Construction tends to be rushed for political optics, leaving people living in unfinished or unsafe buildings, and deadly apartment collapses have occasionally made the news despite tight media control — such as the 2014 collapse of a 23-story building in Pyongyang, which killed more than 160 people.
The propaganda campaign seemed too much even for some of Nodutdol’s supporters.
“I’m really trying to support this platform … but there is some clear misinformation going on,” commented one Instagram user.
Others, meanwhile, didn’t seem to see through the smoke and mirrors.
“Me crying as I pay my rent,” lamented a commenter.

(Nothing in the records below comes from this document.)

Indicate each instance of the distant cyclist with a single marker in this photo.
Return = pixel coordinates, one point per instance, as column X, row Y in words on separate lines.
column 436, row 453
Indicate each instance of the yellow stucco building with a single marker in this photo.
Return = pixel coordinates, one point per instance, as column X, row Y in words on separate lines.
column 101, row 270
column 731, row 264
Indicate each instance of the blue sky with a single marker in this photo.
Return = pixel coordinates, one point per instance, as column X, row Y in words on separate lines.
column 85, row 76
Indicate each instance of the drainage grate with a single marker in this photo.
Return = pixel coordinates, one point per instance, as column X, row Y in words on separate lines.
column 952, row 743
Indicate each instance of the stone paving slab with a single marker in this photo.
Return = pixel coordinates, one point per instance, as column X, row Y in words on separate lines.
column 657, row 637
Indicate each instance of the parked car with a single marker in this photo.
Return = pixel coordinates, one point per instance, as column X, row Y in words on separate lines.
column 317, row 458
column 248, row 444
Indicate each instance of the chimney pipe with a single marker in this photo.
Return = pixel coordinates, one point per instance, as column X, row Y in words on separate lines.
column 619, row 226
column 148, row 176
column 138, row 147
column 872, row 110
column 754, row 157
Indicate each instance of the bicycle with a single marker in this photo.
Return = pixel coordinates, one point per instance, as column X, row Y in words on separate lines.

Nodutdol runs out of the sprawling Midtown digs of the People’s Forum on West 37th Street, where it regularly hosts seemingly innocuous events like its “Kimchi Bowl” year-end fundraiser, while peddling pro-Noko propaganda.
The under the radar organization has close ties to the nonprofit run by tech millionaire Neville Roy Singham and his wife Jodie Evans’ Code Pink. T
hat group was part of the recent “Nuestra America” convoy that saw hundreds of tone-deaf radicals meet with the communist regime in Havana, Cuba — where they stayed in 5-star hotels while the island nation was in crisis.
Code Pink and the People’s Forum have been linked to Chinese influence operations in a State Department report to Congress.
One of Nodutdol’s central demands is putting an end to the US-South Korea alliance. It also pushes for the reunification of North and South Korea and “for a world free of imperialism.”
Nodutdol did not respond to The Post’s request for comment.